On July 11, Donald Trump Jr., having been caught in a series of lies about his meeting with Russians in Trump Tower in June of the year before, appeared on Sean Hannity’s friendly program to insist implicitly that he had stopped lying. “That’s part of why I released all the stuff today. I wanted to get it all out there,” he said. Hannity asked, “As far as this incident is concerned, this is all of it?” Junior replied, “This is everything. This is everything.”

It wasn’t everything. The number of confirmed attendees at the meeting has continued to expand. (Philip Bump has a good close read of the slowly-changing explanations Trump Jr. has offered as he has been forced to concede more ground.) Meanwhile, the likelihood has grown that the meeting did in fact cover Russian hacking of Democratic emails.
Even if the meeting came to nothing, it may well have played an important role in collusion. The setup “bears all the hallmarks of a professionally planned, carefully orchestrated intelligence soft pitch designed to gauge receptivity, while leaving room for plausible deniability in case the approach is rejected,” explains Rolf Mowatt-Larssen, a former CIA counterintelligence official in an op-ed published today.

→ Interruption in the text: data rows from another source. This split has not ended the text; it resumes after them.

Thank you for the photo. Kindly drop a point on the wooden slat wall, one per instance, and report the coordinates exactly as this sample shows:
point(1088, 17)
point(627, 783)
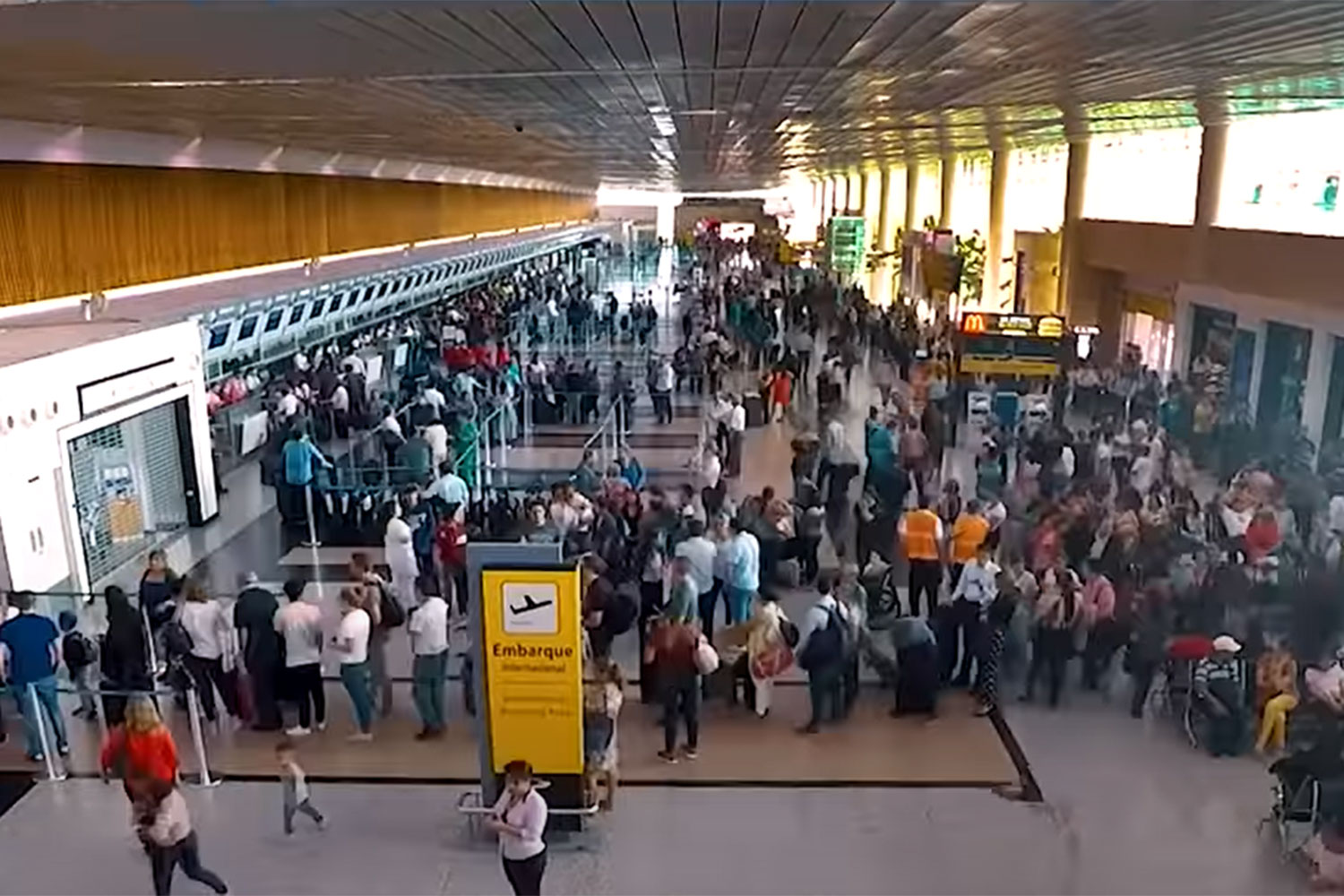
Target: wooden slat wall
point(73, 228)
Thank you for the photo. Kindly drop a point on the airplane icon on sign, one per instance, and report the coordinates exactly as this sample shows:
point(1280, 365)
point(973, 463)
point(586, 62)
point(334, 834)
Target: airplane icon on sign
point(530, 603)
point(530, 607)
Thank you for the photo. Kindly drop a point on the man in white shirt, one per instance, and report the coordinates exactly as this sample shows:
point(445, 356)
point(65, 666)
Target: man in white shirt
point(390, 422)
point(970, 599)
point(737, 429)
point(435, 400)
point(300, 626)
point(664, 378)
point(1142, 471)
point(288, 405)
point(355, 363)
point(427, 627)
point(437, 437)
point(449, 487)
point(824, 676)
point(351, 642)
point(698, 551)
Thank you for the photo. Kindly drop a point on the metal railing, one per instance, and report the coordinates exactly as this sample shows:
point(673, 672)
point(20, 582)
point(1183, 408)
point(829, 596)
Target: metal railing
point(56, 761)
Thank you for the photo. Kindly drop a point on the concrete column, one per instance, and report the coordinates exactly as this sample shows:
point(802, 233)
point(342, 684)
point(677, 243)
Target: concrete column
point(911, 195)
point(1212, 153)
point(1075, 180)
point(883, 209)
point(948, 179)
point(995, 249)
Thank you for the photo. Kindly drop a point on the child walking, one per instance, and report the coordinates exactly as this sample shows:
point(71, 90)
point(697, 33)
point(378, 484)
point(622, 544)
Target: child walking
point(295, 785)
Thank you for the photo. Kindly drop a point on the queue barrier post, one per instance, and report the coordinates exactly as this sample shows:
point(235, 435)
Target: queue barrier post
point(198, 739)
point(43, 740)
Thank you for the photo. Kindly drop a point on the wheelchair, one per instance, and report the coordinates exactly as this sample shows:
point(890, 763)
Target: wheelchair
point(1296, 810)
point(1172, 699)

And yet some of the information that has dribbled out over the course of the day suggests even more than this. The meeting may well have gone beyond the simple feeling-out process Mowatt-Larssen describes. One of the attendees at the meeting turns out to be Rinat Akhmetshin, a former Soviet intelligence officer who U.S. authorities believe has continued ties to Russian intelligence. Akhmetshin has been accused in federal court of “hacking into two computer systems and stealing sensitive and confidential materials as part of an alleged black-ops smear campaign,” reports the Daily Beast, which cited court records.

Akhmetshin, who attended the meeting with Russian lawyer Natalia Veselnitskaya, has provided the alibi (of sorts) that he offered to share “printed-out documents that detailed what she believed was the flow of illicit funds to the Democratic National Committee.” Chuck Ross points out that, nine days after the meeting, Guccifer 2.0 published materials meeting precisely that description.

So the meeting at Trump Tower, which was held on the explicit promise of furthering Russian support for the Trump campaign, included a hacker, and the materials the Russians say they brought were among those published by the Russian hacking cutout.

At this point, the notion that this meeting did not discuss Russian hacking of Democratic emails seems extremely remote.